Sí, pensó Cornelio para consolarse, eran el centro del mundo, el lugar adonde afluían todos los que deseaban encontrar gloria o servir al imperio o hacer fortuna. Y, sin embargo… sin embargo, lo único que el joven quería ahora era poder quitarse toda la inmundicia que le cubría y sentirse limpio. No hubiera podido desear nada con más ansia.
10 ARNUFIS
El dibujo, áspero pero elocuente, de Demetrio salvó a Arnufis de morir de hambre o de terminar condenado por deudas ante un tribunal romano. No era poco. Sin embargo, el mago no había navegado hasta Roma para conformarse con aquello. Durante unos meses, subsistió a costa de mujeres que deseaban saber si tenían posibilidades de quedarse embarazadas, de mujeres que ansiaban enterarse de las infidelidades -reales o supuestas- de sus maridos o amantes, y de mujeres que se desvivían por vengarse de vecinas a las que consideraban odiosas o de suegras no menos aborrecidas. Sí, sus clientes eran, en su inmensa mayoría, mujeres. Ocasionalmente, aparecía algún hombre como aquel negro aquejado de impotencia que lloraba señalándose el miembro viril como un cocinero señalaría un guiso quemado e inservible. Pero se trataba de la excepción a la regla general. Mujeres, mujeres, mujeres eran las que venían a pedir ayuda y, por supuesto, su peculio resultaba limitado y, a veces, hasta ridículo. La única diferente -¡y cuánto!- fue Lelia. Llegó una tarde acompañando a Antonia, una de sus clientes más asiduas, una mujer de pésimo aliento y dientes encabalgados a la que prodigaba consejos para retener a su lado a un amante que hubiera podido ser casi su nieto.
– Kyrie -le dijo Antonia con una sonrisa de complicidad que repugnaba a Arnufis-. Traigo a una amiga de confianza. Se llama Lelia.
La frialdad del rostro del mago no experimentó la menor variación al percibir cómo se dirigían a él en un pésimo griego. A decir verdad, le sacaba de quicio la disposición que tenían algunos romanos por aparentar una cultura de la que carecían por completo. Como buen egipcio, conocía el griego desde la infancia. Aquella arpía, sin embargo, no sabía más de media docena de palabras que empleaba a cada paso. Kyrie para referirse a él, dule para hablarle a Demetrio, kalon, kalon, para señalar que algo le gustaba. ¡Qué personaje más deplorable! A saber con qué estupidez llegaba.
– ¿Qué puedo hacer para servirte? -dijo, finalmente, Arnufis.
– Mi marido… -respondió Lelia-. Estoy segura de que me engaña con una mujer más joven.
¡Con una mujer más joven!, pensó Arnufis. ¡Qué necedad! Por supuesto. Si fuera mayor que ella, tendría que tratarse casi de una anciana.
– Permíteme tu mano -dijo el egipcio tendiendo la suya con la palma vuelta hacia arriba.
Lelia estiró la diestra en un intento de posarla sobre la del mago. Pero no lo consiguió. Como si fueran las fauces de un cocodrilo, los dedos del egipcio se lanzaron sobre la mano de la mujer cerrándose sobre ella.
– No tengas miedo -susurró mientras percibía el temor que sacudía el cuerpo de la recién llegada-. Sosiégate.

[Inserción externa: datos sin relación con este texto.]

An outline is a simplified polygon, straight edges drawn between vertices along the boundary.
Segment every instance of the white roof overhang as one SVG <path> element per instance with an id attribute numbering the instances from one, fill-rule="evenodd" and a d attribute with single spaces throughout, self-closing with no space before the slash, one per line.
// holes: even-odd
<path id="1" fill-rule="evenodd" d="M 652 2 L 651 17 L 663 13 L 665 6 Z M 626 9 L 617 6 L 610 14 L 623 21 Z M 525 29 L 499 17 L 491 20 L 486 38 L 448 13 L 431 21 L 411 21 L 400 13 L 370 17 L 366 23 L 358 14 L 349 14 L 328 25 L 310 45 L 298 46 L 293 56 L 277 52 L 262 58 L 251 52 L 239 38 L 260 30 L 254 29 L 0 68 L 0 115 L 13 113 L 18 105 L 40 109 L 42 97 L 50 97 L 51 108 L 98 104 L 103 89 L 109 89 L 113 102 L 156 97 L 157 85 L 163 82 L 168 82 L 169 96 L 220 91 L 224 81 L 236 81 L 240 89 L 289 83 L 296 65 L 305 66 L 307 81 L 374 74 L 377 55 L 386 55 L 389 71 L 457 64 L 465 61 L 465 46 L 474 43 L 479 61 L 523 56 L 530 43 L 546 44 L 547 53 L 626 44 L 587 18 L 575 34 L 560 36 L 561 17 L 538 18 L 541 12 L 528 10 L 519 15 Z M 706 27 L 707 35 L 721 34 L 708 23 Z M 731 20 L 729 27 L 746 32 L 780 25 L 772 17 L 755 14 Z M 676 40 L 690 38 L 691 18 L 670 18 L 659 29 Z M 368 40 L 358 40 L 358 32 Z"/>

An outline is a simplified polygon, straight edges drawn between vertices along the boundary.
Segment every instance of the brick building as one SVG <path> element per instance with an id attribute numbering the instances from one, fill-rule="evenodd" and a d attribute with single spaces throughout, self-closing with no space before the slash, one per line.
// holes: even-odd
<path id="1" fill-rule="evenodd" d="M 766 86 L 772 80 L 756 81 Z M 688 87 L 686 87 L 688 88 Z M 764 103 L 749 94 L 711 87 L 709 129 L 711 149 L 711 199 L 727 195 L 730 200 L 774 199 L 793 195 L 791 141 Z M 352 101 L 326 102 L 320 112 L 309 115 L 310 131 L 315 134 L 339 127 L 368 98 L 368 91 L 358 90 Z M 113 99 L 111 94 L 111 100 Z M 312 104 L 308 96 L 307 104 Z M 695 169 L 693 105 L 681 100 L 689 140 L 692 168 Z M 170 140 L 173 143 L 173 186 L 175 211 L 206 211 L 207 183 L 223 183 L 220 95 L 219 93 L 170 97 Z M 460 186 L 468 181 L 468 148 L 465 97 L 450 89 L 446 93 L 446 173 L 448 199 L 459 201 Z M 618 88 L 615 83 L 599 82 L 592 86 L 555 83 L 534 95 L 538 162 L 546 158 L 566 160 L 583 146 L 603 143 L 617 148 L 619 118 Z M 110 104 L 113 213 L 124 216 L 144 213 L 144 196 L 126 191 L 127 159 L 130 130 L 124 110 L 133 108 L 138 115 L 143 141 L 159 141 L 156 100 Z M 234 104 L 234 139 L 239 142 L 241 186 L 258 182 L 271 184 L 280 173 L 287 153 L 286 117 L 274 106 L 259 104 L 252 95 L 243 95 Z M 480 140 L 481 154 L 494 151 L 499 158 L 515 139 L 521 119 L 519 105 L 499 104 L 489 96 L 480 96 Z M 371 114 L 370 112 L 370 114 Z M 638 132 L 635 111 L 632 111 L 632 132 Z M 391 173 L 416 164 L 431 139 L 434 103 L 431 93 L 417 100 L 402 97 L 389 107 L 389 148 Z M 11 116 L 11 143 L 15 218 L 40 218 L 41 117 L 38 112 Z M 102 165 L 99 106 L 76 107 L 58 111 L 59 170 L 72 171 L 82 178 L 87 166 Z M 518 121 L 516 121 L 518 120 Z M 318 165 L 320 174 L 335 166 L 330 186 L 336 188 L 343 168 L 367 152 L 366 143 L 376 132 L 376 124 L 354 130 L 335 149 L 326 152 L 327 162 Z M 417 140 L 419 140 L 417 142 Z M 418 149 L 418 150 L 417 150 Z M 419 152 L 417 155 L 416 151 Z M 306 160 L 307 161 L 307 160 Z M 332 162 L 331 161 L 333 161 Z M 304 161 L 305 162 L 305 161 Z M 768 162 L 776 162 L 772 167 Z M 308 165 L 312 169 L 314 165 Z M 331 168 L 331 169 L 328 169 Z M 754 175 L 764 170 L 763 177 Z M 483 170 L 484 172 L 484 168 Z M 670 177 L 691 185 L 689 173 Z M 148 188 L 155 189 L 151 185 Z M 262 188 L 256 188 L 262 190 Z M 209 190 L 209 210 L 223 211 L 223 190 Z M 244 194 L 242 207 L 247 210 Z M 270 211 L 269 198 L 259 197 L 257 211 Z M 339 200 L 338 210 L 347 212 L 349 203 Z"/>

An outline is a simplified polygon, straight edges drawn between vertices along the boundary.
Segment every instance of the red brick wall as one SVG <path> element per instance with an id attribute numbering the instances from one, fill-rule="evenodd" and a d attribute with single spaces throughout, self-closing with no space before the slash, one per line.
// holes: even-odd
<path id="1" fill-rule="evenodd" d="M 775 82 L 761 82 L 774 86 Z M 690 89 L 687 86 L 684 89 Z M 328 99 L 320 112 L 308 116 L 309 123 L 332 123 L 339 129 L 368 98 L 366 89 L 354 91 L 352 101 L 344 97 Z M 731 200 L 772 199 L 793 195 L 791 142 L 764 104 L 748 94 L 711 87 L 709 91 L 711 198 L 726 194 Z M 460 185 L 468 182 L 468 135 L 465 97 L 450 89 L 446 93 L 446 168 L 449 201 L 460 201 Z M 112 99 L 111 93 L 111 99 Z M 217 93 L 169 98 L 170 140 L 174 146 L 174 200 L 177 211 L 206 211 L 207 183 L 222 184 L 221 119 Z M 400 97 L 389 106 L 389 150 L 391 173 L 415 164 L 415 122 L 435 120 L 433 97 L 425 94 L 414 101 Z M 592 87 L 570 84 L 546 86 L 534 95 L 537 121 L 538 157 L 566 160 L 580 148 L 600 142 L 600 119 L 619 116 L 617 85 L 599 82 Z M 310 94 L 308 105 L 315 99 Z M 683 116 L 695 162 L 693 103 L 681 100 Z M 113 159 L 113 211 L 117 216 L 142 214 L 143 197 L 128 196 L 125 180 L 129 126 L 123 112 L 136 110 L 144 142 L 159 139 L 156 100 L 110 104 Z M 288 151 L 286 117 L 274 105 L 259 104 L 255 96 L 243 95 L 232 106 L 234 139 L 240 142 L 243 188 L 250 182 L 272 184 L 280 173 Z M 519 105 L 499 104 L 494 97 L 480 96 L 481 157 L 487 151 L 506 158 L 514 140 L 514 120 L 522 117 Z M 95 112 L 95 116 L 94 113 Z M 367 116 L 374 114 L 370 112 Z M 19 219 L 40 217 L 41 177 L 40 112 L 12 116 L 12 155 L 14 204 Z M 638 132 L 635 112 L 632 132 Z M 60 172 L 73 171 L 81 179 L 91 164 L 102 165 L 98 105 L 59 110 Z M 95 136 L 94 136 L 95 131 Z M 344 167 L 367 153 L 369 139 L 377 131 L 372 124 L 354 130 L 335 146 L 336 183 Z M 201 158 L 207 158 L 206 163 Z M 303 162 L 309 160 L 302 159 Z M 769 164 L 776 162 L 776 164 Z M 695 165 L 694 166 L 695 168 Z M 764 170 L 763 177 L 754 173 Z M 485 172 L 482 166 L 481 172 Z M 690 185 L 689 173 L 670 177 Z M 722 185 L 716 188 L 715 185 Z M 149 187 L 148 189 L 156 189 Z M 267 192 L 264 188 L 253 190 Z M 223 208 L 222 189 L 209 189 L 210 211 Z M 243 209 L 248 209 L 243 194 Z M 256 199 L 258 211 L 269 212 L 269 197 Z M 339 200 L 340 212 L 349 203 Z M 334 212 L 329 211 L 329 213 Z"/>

Lelia respiró hondo e intentó serenarse. No lo consiguió. En realidad, el contacto con aquel hombre le producía una turbación que no conseguía dominar.
Sin dejar de mirarla a los ojos, Arnufis le abrió la mano y comenzó a deslizar el dedo corazón sobre la palma. Sabía de sobra que no había nada que se pudiera leer en aquella superficie blanca, ahora sudorosa por la ansiedad. Por eso, no se molestaba en echarle un vistazo. No, la mirada había que mantenerla clavada en la presa, para ver cómo reaccionaba. Se trataba de algo tan sencillo -y, a la vez, tan complicado- como pescar.